Eski kültürden -tam olmasa da- arınmış yeni yetişkin bireylerle gelecek yüzyıllara iyi bir ülke bırakmaya hazır olabiliriz. Öncelikle hem kadının hem erkeğin toplumdaki yerini ve karşı cinsiyetten herhangi bir üstünlüğü olmadığını bilmesi lazım. Her iki birey de zihinsel olarak yetişkin olmalı. Bunu da yine eğitim sağlayacak. Evliliğin gerektirdiği koşullardan biri de "mutlu ve uyumlu bir aile kurmanın yolları" tarzı konulu bir eğitim görmeleri olmalıdır. Yani evlenecek çift 18 yaşını veya o zamanın yasalarına göre belirlenmiş evlilik yaşına gelmiş olmalı ve diğer benim bilmediğim şartlara uygun olmalı. Bunu yanısıra aile eğitimi almış olmalı. Almadıysa evlenemeyecekler. (Bu aile eğitimini verecek olan eğitmenler de eğitilmiş olmalı tabii ki de.) Bu çiftimizden doğan bebek büyüyecek, büyüyecek. İlkokul, evet ilkokuldan itibaren hem okulunda hem evinde eğitim alacak. Aile bireyleri tecrübelerini, öğretmen ise ahlaki değerleri, bilimsel gerçekleri çocuğa anlatarak cinsiyetlerin önemini, anlamını, hiçbirinin de herhangi bir kalıba sokulamayacağını taze bir beyne aktaracak. Bu yıllara yayılacak. Lise sona kadar bile devam edebilir bu cinsiyet eğitimi. Bunun dışında cinsellikle ilgili derslerde olmalı. Birey karşı cinse nasıl yaklaşacağını, belli bir yakınlık kurduğunda ne yapması gerektiğini, cinselliği, cinselliğin kötü olmadığını, cinselliğin sınırlarını bilmeli. Çok komple bir eğitim: Fen bilimlerinin ve sosyal bilimlerin (aslında zaten sosyal bir bilimin vereceği eğitimden bahsediyoruz) yanında öğrencinin alması gereken bir eğitim. Üniversiteye başlayan öğrencimiz artık kendini biliyor, vücudunu biliyor, karşı cinsi de biliyor. Davranışları ve düşünceleri oturmaya başlıyor. Bir eş buluyor kendine. (bir eşya değil, hizmetçi değil, ata değil, bir eş) Tanıyorlar birbirilerini, seviyorlar ve evlenme kararı alıyorlar. Aile eğitimi ile ilgili zorunluluğu yerine getiriyorlar. Bebekleri dünyaya geliyor. Sayısı fark etmez. Ve bu kısır döngüye giriyor. Bu eğitim anlayışının tam anlamıyla verimli bir şekilde sağlandığını düşünün. Zihinsel ve bilgisel olarak iyi bir toplum, iyi bir aile. Dolayısıyla iyi bir kültür. Ve refah bir ülke. Yazarken/okurken ne kadar da basit. Bunlar hem zaman alacak hem de zor olacak. Ama olursa güzel olacak.

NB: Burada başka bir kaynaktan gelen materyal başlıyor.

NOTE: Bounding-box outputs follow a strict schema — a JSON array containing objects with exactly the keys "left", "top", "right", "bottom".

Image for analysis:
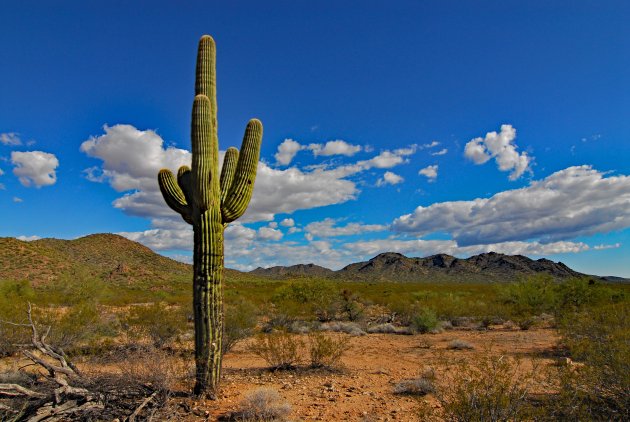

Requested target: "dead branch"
[
  {"left": 128, "top": 391, "right": 158, "bottom": 422},
  {"left": 0, "top": 383, "right": 46, "bottom": 398}
]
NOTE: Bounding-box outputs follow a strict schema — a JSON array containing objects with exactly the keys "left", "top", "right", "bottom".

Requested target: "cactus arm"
[
  {"left": 221, "top": 119, "right": 263, "bottom": 223},
  {"left": 220, "top": 147, "right": 239, "bottom": 204},
  {"left": 177, "top": 165, "right": 194, "bottom": 206},
  {"left": 158, "top": 169, "right": 192, "bottom": 224}
]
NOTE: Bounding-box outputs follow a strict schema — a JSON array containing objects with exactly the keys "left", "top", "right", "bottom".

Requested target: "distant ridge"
[
  {"left": 1, "top": 234, "right": 622, "bottom": 285},
  {"left": 252, "top": 251, "right": 593, "bottom": 282},
  {"left": 250, "top": 263, "right": 334, "bottom": 278}
]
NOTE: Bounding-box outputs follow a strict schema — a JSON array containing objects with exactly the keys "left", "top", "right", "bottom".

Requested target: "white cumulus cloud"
[
  {"left": 257, "top": 226, "right": 283, "bottom": 241},
  {"left": 274, "top": 138, "right": 303, "bottom": 166},
  {"left": 280, "top": 218, "right": 295, "bottom": 227},
  {"left": 11, "top": 151, "right": 59, "bottom": 187},
  {"left": 305, "top": 218, "right": 386, "bottom": 238},
  {"left": 308, "top": 140, "right": 362, "bottom": 157},
  {"left": 419, "top": 165, "right": 438, "bottom": 182},
  {"left": 464, "top": 124, "right": 531, "bottom": 180},
  {"left": 393, "top": 165, "right": 630, "bottom": 246},
  {"left": 377, "top": 171, "right": 404, "bottom": 186}
]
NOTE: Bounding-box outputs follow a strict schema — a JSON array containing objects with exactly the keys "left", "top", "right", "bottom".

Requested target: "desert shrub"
[
  {"left": 439, "top": 320, "right": 454, "bottom": 330},
  {"left": 410, "top": 308, "right": 439, "bottom": 334},
  {"left": 224, "top": 298, "right": 258, "bottom": 353},
  {"left": 272, "top": 280, "right": 340, "bottom": 321},
  {"left": 0, "top": 280, "right": 35, "bottom": 356},
  {"left": 446, "top": 339, "right": 475, "bottom": 350},
  {"left": 549, "top": 303, "right": 630, "bottom": 420},
  {"left": 499, "top": 274, "right": 556, "bottom": 317},
  {"left": 555, "top": 277, "right": 622, "bottom": 311},
  {"left": 450, "top": 316, "right": 473, "bottom": 328},
  {"left": 319, "top": 321, "right": 366, "bottom": 336},
  {"left": 394, "top": 375, "right": 435, "bottom": 396},
  {"left": 288, "top": 320, "right": 312, "bottom": 334},
  {"left": 230, "top": 387, "right": 291, "bottom": 421},
  {"left": 307, "top": 332, "right": 348, "bottom": 369},
  {"left": 41, "top": 301, "right": 118, "bottom": 354},
  {"left": 340, "top": 289, "right": 365, "bottom": 321},
  {"left": 262, "top": 303, "right": 299, "bottom": 332},
  {"left": 249, "top": 331, "right": 303, "bottom": 370},
  {"left": 366, "top": 323, "right": 411, "bottom": 335},
  {"left": 436, "top": 354, "right": 541, "bottom": 421},
  {"left": 125, "top": 302, "right": 186, "bottom": 348}
]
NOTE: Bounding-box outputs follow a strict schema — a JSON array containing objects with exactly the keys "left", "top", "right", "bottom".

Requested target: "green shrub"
[
  {"left": 224, "top": 298, "right": 258, "bottom": 353},
  {"left": 307, "top": 332, "right": 348, "bottom": 369},
  {"left": 272, "top": 281, "right": 340, "bottom": 321},
  {"left": 551, "top": 303, "right": 630, "bottom": 420},
  {"left": 499, "top": 274, "right": 556, "bottom": 317},
  {"left": 249, "top": 331, "right": 303, "bottom": 370},
  {"left": 410, "top": 308, "right": 439, "bottom": 334},
  {"left": 125, "top": 302, "right": 186, "bottom": 348},
  {"left": 436, "top": 354, "right": 541, "bottom": 421},
  {"left": 0, "top": 280, "right": 34, "bottom": 356},
  {"left": 340, "top": 289, "right": 364, "bottom": 321}
]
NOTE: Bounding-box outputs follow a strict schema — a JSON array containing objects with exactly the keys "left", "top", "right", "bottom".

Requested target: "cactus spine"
[{"left": 157, "top": 35, "right": 262, "bottom": 396}]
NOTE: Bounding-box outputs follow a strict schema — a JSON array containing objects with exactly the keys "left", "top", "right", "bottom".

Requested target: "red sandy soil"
[{"left": 183, "top": 327, "right": 561, "bottom": 421}]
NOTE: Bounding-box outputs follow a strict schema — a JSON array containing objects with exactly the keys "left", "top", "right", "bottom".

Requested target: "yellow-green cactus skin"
[{"left": 158, "top": 35, "right": 262, "bottom": 395}]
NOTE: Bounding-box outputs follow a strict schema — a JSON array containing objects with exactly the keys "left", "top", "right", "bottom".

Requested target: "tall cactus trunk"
[
  {"left": 192, "top": 211, "right": 224, "bottom": 395},
  {"left": 157, "top": 35, "right": 262, "bottom": 397}
]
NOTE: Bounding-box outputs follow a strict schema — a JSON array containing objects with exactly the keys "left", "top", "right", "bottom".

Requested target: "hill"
[
  {"left": 0, "top": 234, "right": 191, "bottom": 287},
  {"left": 250, "top": 263, "right": 334, "bottom": 279}
]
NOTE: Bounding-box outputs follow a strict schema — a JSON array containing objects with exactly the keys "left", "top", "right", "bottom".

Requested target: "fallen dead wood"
[
  {"left": 128, "top": 391, "right": 158, "bottom": 422},
  {"left": 0, "top": 303, "right": 176, "bottom": 421}
]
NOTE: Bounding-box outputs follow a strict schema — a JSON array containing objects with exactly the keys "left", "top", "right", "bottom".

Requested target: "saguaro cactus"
[{"left": 157, "top": 35, "right": 262, "bottom": 395}]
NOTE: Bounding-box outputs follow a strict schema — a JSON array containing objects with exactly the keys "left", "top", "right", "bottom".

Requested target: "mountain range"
[
  {"left": 251, "top": 251, "right": 597, "bottom": 282},
  {"left": 1, "top": 234, "right": 626, "bottom": 285}
]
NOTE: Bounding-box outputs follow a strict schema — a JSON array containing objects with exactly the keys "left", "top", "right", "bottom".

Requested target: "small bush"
[
  {"left": 232, "top": 387, "right": 291, "bottom": 421},
  {"left": 550, "top": 303, "right": 630, "bottom": 420},
  {"left": 308, "top": 332, "right": 348, "bottom": 369},
  {"left": 436, "top": 354, "right": 541, "bottom": 421},
  {"left": 411, "top": 308, "right": 439, "bottom": 334},
  {"left": 366, "top": 323, "right": 411, "bottom": 335},
  {"left": 394, "top": 377, "right": 435, "bottom": 396},
  {"left": 446, "top": 339, "right": 475, "bottom": 350},
  {"left": 224, "top": 298, "right": 258, "bottom": 353},
  {"left": 340, "top": 289, "right": 364, "bottom": 321},
  {"left": 249, "top": 331, "right": 303, "bottom": 370},
  {"left": 124, "top": 302, "right": 185, "bottom": 348},
  {"left": 272, "top": 281, "right": 340, "bottom": 322},
  {"left": 319, "top": 321, "right": 366, "bottom": 336}
]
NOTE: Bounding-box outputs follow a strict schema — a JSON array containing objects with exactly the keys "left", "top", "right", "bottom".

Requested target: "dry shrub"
[
  {"left": 446, "top": 339, "right": 475, "bottom": 350},
  {"left": 308, "top": 332, "right": 349, "bottom": 369},
  {"left": 124, "top": 302, "right": 186, "bottom": 349},
  {"left": 249, "top": 331, "right": 303, "bottom": 370},
  {"left": 85, "top": 346, "right": 193, "bottom": 420},
  {"left": 436, "top": 353, "right": 541, "bottom": 422},
  {"left": 319, "top": 321, "right": 366, "bottom": 336},
  {"left": 394, "top": 377, "right": 435, "bottom": 396},
  {"left": 228, "top": 387, "right": 291, "bottom": 421},
  {"left": 367, "top": 323, "right": 411, "bottom": 335}
]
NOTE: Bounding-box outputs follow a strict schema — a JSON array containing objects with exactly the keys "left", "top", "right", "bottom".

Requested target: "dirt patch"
[{"left": 176, "top": 327, "right": 560, "bottom": 421}]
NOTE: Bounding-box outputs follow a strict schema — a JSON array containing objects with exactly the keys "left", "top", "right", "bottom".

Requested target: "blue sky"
[{"left": 1, "top": 1, "right": 629, "bottom": 276}]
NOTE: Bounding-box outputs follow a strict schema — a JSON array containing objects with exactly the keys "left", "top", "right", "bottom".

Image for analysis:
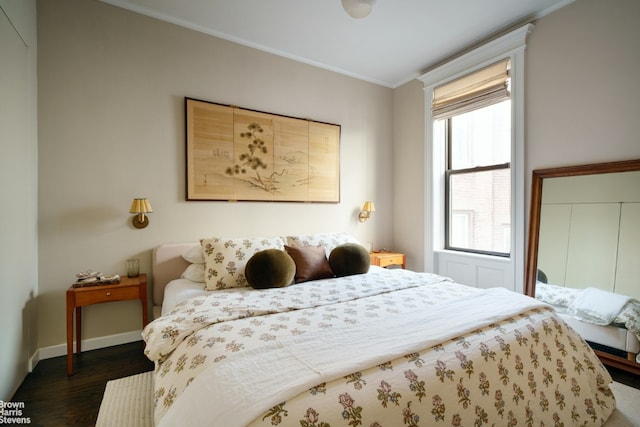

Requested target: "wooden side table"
[
  {"left": 66, "top": 273, "right": 148, "bottom": 375},
  {"left": 370, "top": 252, "right": 406, "bottom": 269}
]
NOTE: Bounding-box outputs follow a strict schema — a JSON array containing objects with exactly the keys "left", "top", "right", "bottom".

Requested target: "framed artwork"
[{"left": 185, "top": 98, "right": 340, "bottom": 202}]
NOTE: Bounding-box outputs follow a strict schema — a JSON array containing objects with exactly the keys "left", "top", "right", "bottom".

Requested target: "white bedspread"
[{"left": 157, "top": 288, "right": 547, "bottom": 427}]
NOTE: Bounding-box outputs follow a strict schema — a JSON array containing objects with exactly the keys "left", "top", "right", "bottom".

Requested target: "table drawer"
[
  {"left": 378, "top": 255, "right": 403, "bottom": 267},
  {"left": 75, "top": 286, "right": 139, "bottom": 306}
]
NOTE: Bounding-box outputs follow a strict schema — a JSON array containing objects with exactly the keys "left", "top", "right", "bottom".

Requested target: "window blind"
[{"left": 432, "top": 58, "right": 511, "bottom": 120}]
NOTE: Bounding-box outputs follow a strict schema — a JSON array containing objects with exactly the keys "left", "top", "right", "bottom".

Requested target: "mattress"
[
  {"left": 559, "top": 313, "right": 640, "bottom": 355},
  {"left": 160, "top": 279, "right": 207, "bottom": 317}
]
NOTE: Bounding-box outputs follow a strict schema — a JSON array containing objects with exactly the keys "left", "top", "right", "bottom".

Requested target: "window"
[
  {"left": 442, "top": 100, "right": 511, "bottom": 255},
  {"left": 419, "top": 24, "right": 531, "bottom": 290},
  {"left": 432, "top": 58, "right": 512, "bottom": 256}
]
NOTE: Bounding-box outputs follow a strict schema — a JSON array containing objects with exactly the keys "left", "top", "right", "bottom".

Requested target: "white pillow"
[
  {"left": 181, "top": 263, "right": 205, "bottom": 283},
  {"left": 182, "top": 244, "right": 205, "bottom": 264},
  {"left": 286, "top": 232, "right": 362, "bottom": 257},
  {"left": 201, "top": 236, "right": 285, "bottom": 290}
]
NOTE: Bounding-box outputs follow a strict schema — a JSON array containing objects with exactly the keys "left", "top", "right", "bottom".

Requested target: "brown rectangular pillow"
[{"left": 284, "top": 245, "right": 334, "bottom": 283}]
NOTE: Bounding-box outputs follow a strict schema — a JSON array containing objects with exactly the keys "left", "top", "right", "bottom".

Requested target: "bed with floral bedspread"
[
  {"left": 143, "top": 266, "right": 615, "bottom": 427},
  {"left": 536, "top": 282, "right": 640, "bottom": 362}
]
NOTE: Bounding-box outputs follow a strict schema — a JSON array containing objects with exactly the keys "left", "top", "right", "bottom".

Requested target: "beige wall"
[
  {"left": 393, "top": 0, "right": 640, "bottom": 273},
  {"left": 37, "top": 0, "right": 393, "bottom": 350},
  {"left": 392, "top": 79, "right": 426, "bottom": 270},
  {"left": 526, "top": 0, "right": 640, "bottom": 171},
  {"left": 32, "top": 0, "right": 640, "bottom": 365},
  {"left": 0, "top": 0, "right": 38, "bottom": 400}
]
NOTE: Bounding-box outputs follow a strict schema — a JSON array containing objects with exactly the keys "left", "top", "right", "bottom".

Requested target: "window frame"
[
  {"left": 443, "top": 102, "right": 512, "bottom": 257},
  {"left": 444, "top": 161, "right": 511, "bottom": 257},
  {"left": 418, "top": 24, "right": 533, "bottom": 292}
]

Eğitim dışındaki her türlü çözüm önerisi günü kurtarmaya yöneliktir. İdam zaten orta çağ usulü bir ceza verme, diğer potansiyel suçlulara göz dağı verme yöntemidir. Bu çağda, bilimin almış başını gittiği bu zamanlarda, bu kelimenin hâlâ daha dile getirilmesi korkunçtur, cehalettir, karanlıktır. Dizilerde bile bu yöntemin işe yaramadığını görürsünüz.
Eğitim ve kaliteli bir kültürün önünde hiçbir şey duramaz. Ülke olarak artık bunu anlamalıyız.